L’émergence de nouvelles maladies et de nouveaux ravageurs, mais également l’augmentation de la fréquence d’événements extrêmes, représentent aussi de nouveaux défis auxquels les producteurs vont être confrontés. Ils peuvent s’adapter jusqu’à un niveau de réchauffement global ne dépassant pas 2 °C, par exemple avec des couples cépages/porte-greffe plus résistants à la sécheresse ou des pratiques culturales permettant de mieux préserver l’eau des sols comme un plus grand espacement entre les rangs ou des aménagements anti-érosion, comme cela a été démontré par plusieurs études en lien avec les acteurs de la filière viticole.

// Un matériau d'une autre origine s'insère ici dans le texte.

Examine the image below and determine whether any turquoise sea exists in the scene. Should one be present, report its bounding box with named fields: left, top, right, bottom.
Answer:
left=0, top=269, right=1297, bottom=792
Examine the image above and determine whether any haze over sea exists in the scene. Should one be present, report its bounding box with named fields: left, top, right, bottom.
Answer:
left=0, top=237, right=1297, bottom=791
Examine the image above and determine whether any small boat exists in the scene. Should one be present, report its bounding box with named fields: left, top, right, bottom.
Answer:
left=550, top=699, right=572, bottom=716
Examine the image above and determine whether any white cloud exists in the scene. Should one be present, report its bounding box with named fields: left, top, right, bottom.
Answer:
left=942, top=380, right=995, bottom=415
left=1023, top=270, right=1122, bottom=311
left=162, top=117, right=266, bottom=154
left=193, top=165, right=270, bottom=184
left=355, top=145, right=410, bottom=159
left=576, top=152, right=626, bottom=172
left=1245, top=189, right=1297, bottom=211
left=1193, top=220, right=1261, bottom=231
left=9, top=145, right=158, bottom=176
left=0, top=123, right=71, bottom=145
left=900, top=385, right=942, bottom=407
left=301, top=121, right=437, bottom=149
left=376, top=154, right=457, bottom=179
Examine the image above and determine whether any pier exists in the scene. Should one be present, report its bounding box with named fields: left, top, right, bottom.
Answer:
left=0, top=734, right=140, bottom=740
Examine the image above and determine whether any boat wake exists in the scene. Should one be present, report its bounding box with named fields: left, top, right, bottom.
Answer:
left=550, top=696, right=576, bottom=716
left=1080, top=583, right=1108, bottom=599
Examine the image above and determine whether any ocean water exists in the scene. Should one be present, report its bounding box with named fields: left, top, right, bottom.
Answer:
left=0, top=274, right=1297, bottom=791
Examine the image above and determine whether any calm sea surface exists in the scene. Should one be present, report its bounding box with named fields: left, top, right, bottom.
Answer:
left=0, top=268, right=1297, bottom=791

Les choix d’adaptation dépendent aussi fortement des conditions locales et ne peuvent se faire qu’à condition de maintenir la viabilité économique des exploitations. À l’inverse, certains producteurs situés dans les latitudes les plus élevées pourraient bénéficier de la hausse des températures en augmentant leur rendement et la qualité de leur vin.
Cette étude confirme la plus grande vulnérabilité en matière de qualité des vins produits dans les vignobles historiques face au changement climatique. Elle confirme aussi le seuil clef de 2°C de réchauffement global du climat, au-delà duquel des modifications majeures sont envisagées pour ce secteur à l’échelle mondiale.